Diese Veranstaltung besteht aus einem 8,1km langem und 700HM steilem Bergrennen und als Zugabe sozusagen für die 30 schnellsten Fahrer der spektakuläre Tunnelrace welcher 5,4km und 700HM für die Bergfahrer bereit hielt!
Start für das Einzelzeitfahren war um 12:00. Ich startete mit der Nummer 63 um 12:31 und hatte somit etwas Zeit mir die ersten Fahrer genauer anzuschauen. Als es dann soweit war ging ich von Beginn an engagiert zur Sache um schnell meinen Rhythmus zu finden und um die Qualifikation für den Tunnelrace zu schaffen. Schon nach wenigen Metern fand ich meinen Rhythmus und konnte diesen auf der gleichmäßigen Steigung sehr gut durchziehen. Aufgrund der Tatsache das ich im Laufe des Rennens einige vor mir gestartete Biker überholen konnte musste ich anscheinend relativ schnell unterwegs sein. 2km vor dem Ziel gab es dann ein längeres Flachstück in welchem man noch einmal ordentlich Tempo machen konnte ehe es dann auf dem letzten 1000m ordentlich zur Sache ging. Am Ende wurde es noch extrem hart nicht nur aufgrund der Steigung sondern auch deshalb da Temperaturen jenseits der 30°C herrschten. Im Ziel bestätigte sich dann auch mein persönliches Empfinden ich konnte mich nämlich nicht nur für das Tunnelrace qualifizieren sondern fuhr zudem auch noch die Bestzeit.

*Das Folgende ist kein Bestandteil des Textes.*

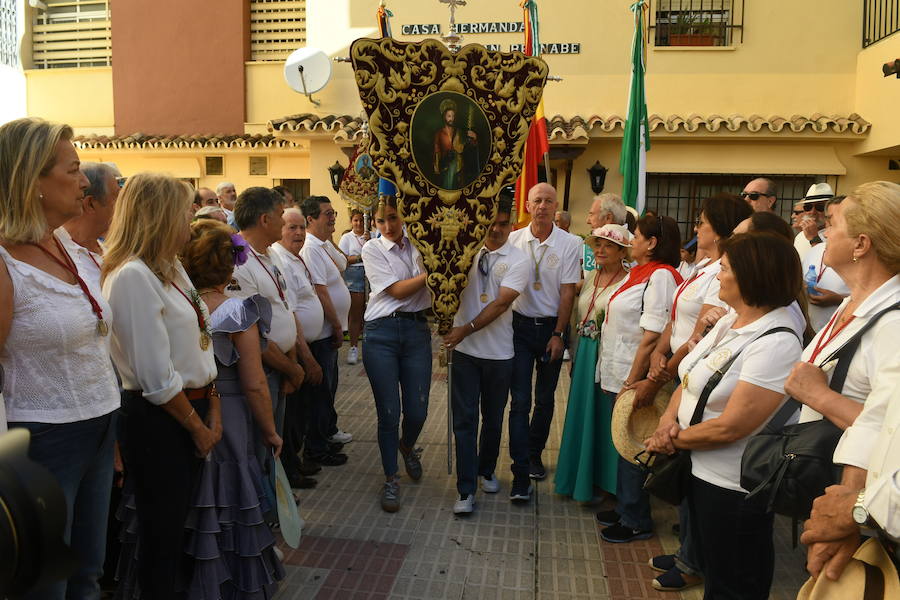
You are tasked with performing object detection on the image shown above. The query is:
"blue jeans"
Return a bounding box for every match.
[9,412,117,600]
[363,317,431,477]
[451,350,513,496]
[509,312,562,477]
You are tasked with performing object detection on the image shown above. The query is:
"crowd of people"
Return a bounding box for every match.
[0,119,900,598]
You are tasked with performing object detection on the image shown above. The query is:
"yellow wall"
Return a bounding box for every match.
[25,67,115,128]
[856,33,900,156]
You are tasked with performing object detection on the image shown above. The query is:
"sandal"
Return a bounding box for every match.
[652,567,703,592]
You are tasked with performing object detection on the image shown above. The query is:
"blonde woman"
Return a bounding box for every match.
[0,119,119,599]
[103,173,222,599]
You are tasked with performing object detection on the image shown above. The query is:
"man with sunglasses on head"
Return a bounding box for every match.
[794,183,834,260]
[741,177,778,212]
[444,197,531,514]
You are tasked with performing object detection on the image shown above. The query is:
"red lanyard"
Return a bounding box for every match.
[581,265,622,325]
[170,281,206,331]
[29,235,103,327]
[808,311,856,363]
[250,248,284,306]
[672,271,703,322]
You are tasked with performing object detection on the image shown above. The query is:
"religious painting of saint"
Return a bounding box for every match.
[410,92,491,190]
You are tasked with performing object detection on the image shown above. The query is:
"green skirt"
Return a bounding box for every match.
[554,337,619,502]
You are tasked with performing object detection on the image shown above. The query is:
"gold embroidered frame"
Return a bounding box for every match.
[350,38,548,334]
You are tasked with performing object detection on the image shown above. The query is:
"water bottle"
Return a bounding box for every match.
[804,265,819,296]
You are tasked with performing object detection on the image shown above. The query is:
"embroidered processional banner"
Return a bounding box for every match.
[350,38,547,334]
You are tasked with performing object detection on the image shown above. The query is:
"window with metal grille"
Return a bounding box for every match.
[647,173,822,241]
[0,0,19,67]
[250,0,306,61]
[31,0,112,69]
[650,0,744,46]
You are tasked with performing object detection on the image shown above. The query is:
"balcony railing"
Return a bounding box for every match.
[863,0,900,48]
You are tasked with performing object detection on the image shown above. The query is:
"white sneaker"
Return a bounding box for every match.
[328,429,353,444]
[453,494,475,515]
[481,473,500,494]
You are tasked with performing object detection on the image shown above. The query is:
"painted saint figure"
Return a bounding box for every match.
[433,99,479,190]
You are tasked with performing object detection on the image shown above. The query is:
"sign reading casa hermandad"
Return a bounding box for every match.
[350,38,547,334]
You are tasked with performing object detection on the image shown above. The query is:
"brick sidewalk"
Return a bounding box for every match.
[276,340,805,600]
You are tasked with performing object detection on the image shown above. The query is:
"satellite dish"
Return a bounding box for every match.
[284,47,331,106]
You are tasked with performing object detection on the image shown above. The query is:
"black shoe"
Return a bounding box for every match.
[597,510,621,527]
[287,472,318,490]
[600,523,653,544]
[509,477,534,503]
[310,453,347,467]
[297,458,322,477]
[528,456,547,481]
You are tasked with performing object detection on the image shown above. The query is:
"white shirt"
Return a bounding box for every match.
[803,240,850,331]
[600,268,676,393]
[300,232,350,340]
[53,227,103,290]
[863,386,900,541]
[0,241,119,423]
[362,236,431,321]
[338,230,367,269]
[678,307,802,492]
[269,242,325,342]
[508,225,584,318]
[225,242,297,354]
[669,260,728,352]
[103,258,216,404]
[812,275,900,469]
[453,240,533,360]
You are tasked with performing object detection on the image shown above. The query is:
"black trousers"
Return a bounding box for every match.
[122,392,209,600]
[687,477,775,600]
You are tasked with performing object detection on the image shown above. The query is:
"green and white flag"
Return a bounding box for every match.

Nun hieß es möglichst schnell so gut als möglich zu regenerieren für den folgenden Tunnelrace. Um kurz nach 15:00 erfolgte der Startschuss für das spektakuläre Rennen. Nach etwa 500m ging es schon in den Tunnel. Die imposanten Daten des Tunnels lauteten wie folgt 530HM verteilt auf nur 3516m was eine Durchschnittsteigung von 15% bedeutete. Wenn man unten in den Tunnel eintaucht bekommt man erstmals einen Schock das Auge ist absolut nicht an diese Dunkelheit gewöhnt wodurch einem die Sicht vor allem zu Beginn sehr schwer fällt. Dazu kam dann noch die kühle Temperatur von 5°C der Gegenwind sowie die etwas holprige Fahrbahn. Man kann das Ende des Tunnels zwar schon bald erkennen doch zieht es sich enorm und wenn man das Ende passiert bekommt man den nächsten Schock der noch ärger ausfällt als bei der Einfahrt des Tunnels. Es ist ganz klar das ein plötzlicher Temperaturunterschied von 5°C auf über 30°C bei maximaler Beanspruchung spuren hinterlässt. Für einen kurzen Augenblick fühlt man sich stehend K.O. dazu kommt dann noch die Schwierigkeit bei der Sicht da man sich an die Dunkelheit gewöhnt hat und man dann ins Kalkbergwerkgebiet am Pfaffenboden eintaucht. Am Ende konnte ich mich knapp vor Petr Cirkl und Andreas Bauer durchsetzen.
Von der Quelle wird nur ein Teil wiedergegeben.